In Anbetracht der heutigen Wucht an Emotionen um die Zugehörigkeit Jerusalems, ist es kaum vorstellbar, dass Theodor Herzl, der Begründer des Judentums, damals auch andere Länder für den Judenstaat in Betracht gezogen hat. Es standen außer Palästina noch Südafrika und Südamerika zur Debatte. Die Besiedlung des Landes, die Vertreibung der bereits dort wohnenden Araber, die Vergeltungsschläge derer und die Rache der Israelis – all dies schürte den tief sitzenden Hass, der sich heute auf beiden Seiten beobachten lässt. Der Konflikt scheint festgefahren. Mit der unausweichlichen Radikalisierung der in Gaza lebenden Palästinenser, bleibt auf eine dritte Intifada nur zu warten – Das Bild, das Dr. Vieweger zeichnet ist ein düsteres.

Das gegenwärtige außenpolitische Klima ist zudem Gift für eine Heilung des Streits: Die Politik Trumps, die mit der Verlagerung der Botschaft den Konflikt noch weiter aufheizte, zeigte, dass ausländische Finanzhilfen auch immer parteilich sind. Eine Balancierung der Kräfteverhältnisse scheint unerreichbar. Um nicht Teil dieses Dilemmas zu sein, sieht Dr. Vieweger die Europäische Union in der Pflicht, die notwendigen Mittel gezielt für rein humanitäre Zwecke einzusetzen.

„Ich sehe derzeit keine Chance, aber Geschichte ist kein Schicksal – sie kann und muss verändert werden, denn wir können so nicht weiterleben“.
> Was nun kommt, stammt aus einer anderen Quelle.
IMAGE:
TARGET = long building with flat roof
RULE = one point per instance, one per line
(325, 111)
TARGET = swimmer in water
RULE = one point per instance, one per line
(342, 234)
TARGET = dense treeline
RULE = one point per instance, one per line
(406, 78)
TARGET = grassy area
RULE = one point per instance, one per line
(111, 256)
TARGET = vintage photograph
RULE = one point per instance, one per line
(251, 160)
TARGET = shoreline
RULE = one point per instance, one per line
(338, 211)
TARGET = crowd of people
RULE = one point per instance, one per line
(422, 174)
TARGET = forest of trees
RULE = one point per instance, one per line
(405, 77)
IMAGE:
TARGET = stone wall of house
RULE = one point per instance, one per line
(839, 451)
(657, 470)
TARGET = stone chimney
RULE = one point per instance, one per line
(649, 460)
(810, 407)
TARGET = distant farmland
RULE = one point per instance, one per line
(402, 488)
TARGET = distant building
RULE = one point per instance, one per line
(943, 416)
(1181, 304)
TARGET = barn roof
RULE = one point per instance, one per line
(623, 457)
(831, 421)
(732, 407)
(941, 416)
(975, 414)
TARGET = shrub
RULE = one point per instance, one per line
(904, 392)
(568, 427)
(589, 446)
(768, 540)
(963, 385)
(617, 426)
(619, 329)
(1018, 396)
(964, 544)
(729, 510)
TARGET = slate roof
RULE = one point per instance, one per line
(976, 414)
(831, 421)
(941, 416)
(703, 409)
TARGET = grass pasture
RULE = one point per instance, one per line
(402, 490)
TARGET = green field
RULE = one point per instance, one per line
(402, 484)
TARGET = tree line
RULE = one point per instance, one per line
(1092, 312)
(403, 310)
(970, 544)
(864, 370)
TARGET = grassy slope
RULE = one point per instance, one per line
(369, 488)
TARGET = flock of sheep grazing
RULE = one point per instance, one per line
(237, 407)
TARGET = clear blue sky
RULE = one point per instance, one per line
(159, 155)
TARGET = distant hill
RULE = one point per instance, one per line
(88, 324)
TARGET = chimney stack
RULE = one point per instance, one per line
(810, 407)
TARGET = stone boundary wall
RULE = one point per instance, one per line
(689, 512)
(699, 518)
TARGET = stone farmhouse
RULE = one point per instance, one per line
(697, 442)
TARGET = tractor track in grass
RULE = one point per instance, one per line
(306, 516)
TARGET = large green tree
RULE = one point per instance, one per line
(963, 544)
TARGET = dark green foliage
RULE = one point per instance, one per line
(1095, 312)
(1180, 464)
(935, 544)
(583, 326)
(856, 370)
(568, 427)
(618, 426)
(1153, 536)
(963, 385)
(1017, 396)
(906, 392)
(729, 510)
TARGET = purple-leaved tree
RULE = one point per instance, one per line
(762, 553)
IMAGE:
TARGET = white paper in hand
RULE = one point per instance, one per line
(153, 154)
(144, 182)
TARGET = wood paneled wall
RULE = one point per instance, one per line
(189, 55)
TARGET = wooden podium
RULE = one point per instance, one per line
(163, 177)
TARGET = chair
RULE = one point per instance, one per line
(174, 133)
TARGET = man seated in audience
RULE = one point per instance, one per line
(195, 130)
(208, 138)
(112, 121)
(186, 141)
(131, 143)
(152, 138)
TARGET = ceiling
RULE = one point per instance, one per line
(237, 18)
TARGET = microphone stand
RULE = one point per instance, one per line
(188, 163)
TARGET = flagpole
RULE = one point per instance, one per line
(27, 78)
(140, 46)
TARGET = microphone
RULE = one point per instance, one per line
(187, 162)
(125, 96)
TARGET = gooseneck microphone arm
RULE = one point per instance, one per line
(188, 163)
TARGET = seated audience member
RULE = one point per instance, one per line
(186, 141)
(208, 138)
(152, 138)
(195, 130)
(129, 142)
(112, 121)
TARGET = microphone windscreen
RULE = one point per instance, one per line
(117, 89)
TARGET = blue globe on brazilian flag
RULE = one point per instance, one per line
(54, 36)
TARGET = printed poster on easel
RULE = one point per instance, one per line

Mit diesem Zitat zeigt Dr. Vieweger auch Hoffnungsschimmer auf. Immer wieder gibt es Menschen auf beiden Seiten des Konflikts, die sich für eine Zwei-Staaten-Lösung aussprechen. Um nicht nur die nächsten 50 Jahre, sondern auch in den nächsten Jahrhunderten in der Region zu bestehen, bleibt Israel keine andere Möglichkeit als mit seinem Nachbarn Palästina eine friedliche Form des Zusammenlebens zu finden.